Ortuella y Trapagaran presionan a la sebería para que reduzcan los malos olores

Los vecinos se han manifestado en varias ocasiones por el mal olor que genera la empresa. / P. U.
Los vecinos se han manifestado en varias ocasiones por el mal olor que genera la empresa. / P. U.

En la última reunión entre los ayuntamientos, el Gobierno vasco y la compañía se valoró «la posibilidad de aplicar dos importantes medidas correctoras»

ENEKO PÉREZ TRAPAGARAN.

Los malos olores que desprende ocasionalmente la sebería de García Mendoza han vuelto a generar un clima de hastío entre los vecinos de Ortuella y Trapagaran. La situación se remonta a la década de los 70 y en los últimos años ha sido la protagonista de varias reuniones entre los ayuntamientos, el Gobierno vasco y la propia empresa. En la última cita mantenida en Lakua hace escasas semanas con la delegación de Industria, «se trató la posibilidad de aplicar dos importantes medidas correctoras para intentar paliar la emisión de estos gases pestilentes», avanzó ayer a este periódico Xabier Cuéllar, alcalde de Trapagaran.

Fuentes cercanas a la planta que opera en el polígono Granada reconocieron ayer a este periódico «que se está estudiando a fondo la opción de implementar una de las dos soluciones que hemos propuesto para enterrar este problema». Al parecer, el elevado coste de una de ellas, la denominada oxidación térmica (que a grandes rasgos busca eliminar la pestilencia 'quemando' los gases), «no agrada en absoluto al equipo directivo». Tendría un coste de medio millón de euros. La otra propuesta sería la aplicación de técnica conocida como la «dispersión de chorro, que lanzaría los gases de una de las chimeneas 30 metros más arriba».

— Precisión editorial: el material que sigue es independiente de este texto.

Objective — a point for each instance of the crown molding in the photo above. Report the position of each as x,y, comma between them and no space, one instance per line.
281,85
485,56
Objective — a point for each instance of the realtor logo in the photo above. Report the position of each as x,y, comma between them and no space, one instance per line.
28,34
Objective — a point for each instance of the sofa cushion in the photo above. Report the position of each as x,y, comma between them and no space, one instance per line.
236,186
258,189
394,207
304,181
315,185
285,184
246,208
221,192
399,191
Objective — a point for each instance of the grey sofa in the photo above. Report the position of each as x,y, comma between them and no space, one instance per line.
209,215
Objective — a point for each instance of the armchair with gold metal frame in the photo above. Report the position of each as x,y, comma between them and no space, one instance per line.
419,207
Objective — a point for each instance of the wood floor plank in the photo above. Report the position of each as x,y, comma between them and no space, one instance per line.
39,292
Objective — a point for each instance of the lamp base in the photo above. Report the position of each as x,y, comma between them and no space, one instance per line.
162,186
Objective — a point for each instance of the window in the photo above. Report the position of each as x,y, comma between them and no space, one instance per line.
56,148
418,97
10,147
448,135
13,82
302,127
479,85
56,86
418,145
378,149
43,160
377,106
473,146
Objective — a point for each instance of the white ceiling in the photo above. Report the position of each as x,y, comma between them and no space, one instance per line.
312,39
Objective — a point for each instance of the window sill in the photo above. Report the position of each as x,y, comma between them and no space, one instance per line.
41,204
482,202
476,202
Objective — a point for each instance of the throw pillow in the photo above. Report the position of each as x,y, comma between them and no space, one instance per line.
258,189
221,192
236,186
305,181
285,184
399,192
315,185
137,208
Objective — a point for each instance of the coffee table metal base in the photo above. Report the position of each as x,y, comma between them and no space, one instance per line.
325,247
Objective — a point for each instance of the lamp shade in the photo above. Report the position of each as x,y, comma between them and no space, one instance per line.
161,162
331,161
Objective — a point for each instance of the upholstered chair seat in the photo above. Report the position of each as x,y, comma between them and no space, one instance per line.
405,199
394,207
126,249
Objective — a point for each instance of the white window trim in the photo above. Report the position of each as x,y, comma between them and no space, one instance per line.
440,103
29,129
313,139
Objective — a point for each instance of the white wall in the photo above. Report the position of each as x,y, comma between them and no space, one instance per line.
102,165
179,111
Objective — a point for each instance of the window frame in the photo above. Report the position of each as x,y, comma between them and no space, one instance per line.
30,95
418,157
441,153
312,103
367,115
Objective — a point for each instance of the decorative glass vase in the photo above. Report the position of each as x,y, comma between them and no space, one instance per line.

«Lo ideal es que se lleven la planta a un lugar alto y lejos de un municipio»

Otra de las medidas que se plantearon en el último encuentro oficial celebrado entre el Gobierno vasco, la sebería y representantes de Ortuella y Trapagaran fue el traslado de la empresa. La idea, lógicamente, «agrada» a los consistorios, aunque no es fácil. José Ángel Seijo, concejal de Medio Ambiente en Ortuella, admitió que «ya han recibido la negativa de varios polígonos. Además, esta operación sería muy cara:podría rondar los 20 millones de euros».

Los consistorios reconocen lo delicado del asunto porque «también muchas familias dependen de la actividad de la sebería». No obstante, no desisten de esta vía. Incluso han sugerido a Industria que destine un espacio para esta planta «lejos de cualquier núcleo urbano». El regidor de Trapagaran se atreve a señalar lugares: «En su día ya se pusieron sobre la mesa los posibles emplazamientos de Carranza y , pero sigue sin haber propuestas concretas. Lo ideal es que se vayan de aquí y se queden en un lugar alto».

Las denuncias por el hedor, que según apuntan los informes médicos no es nocivo para la salud, se han acentuado en el último mes, «en el que el clima no ayudó nada», apuntan desde la sebería. La emanación de los gases de la compañía, que se dedica a la incineración de animales muertos, fue «la responsable de un desagradable capítulo de vómitos y malestar general entre los escolares y el personal del colegio Franciscanas de Montpellier a mediados de octubre», explicó aye rel regidor jeltzale. Ante esto, la planta arguye que «la materia prima llegó ya en un avanzado estado de descomposición. En ese sentido, la responsabilidad sería de la Diputación».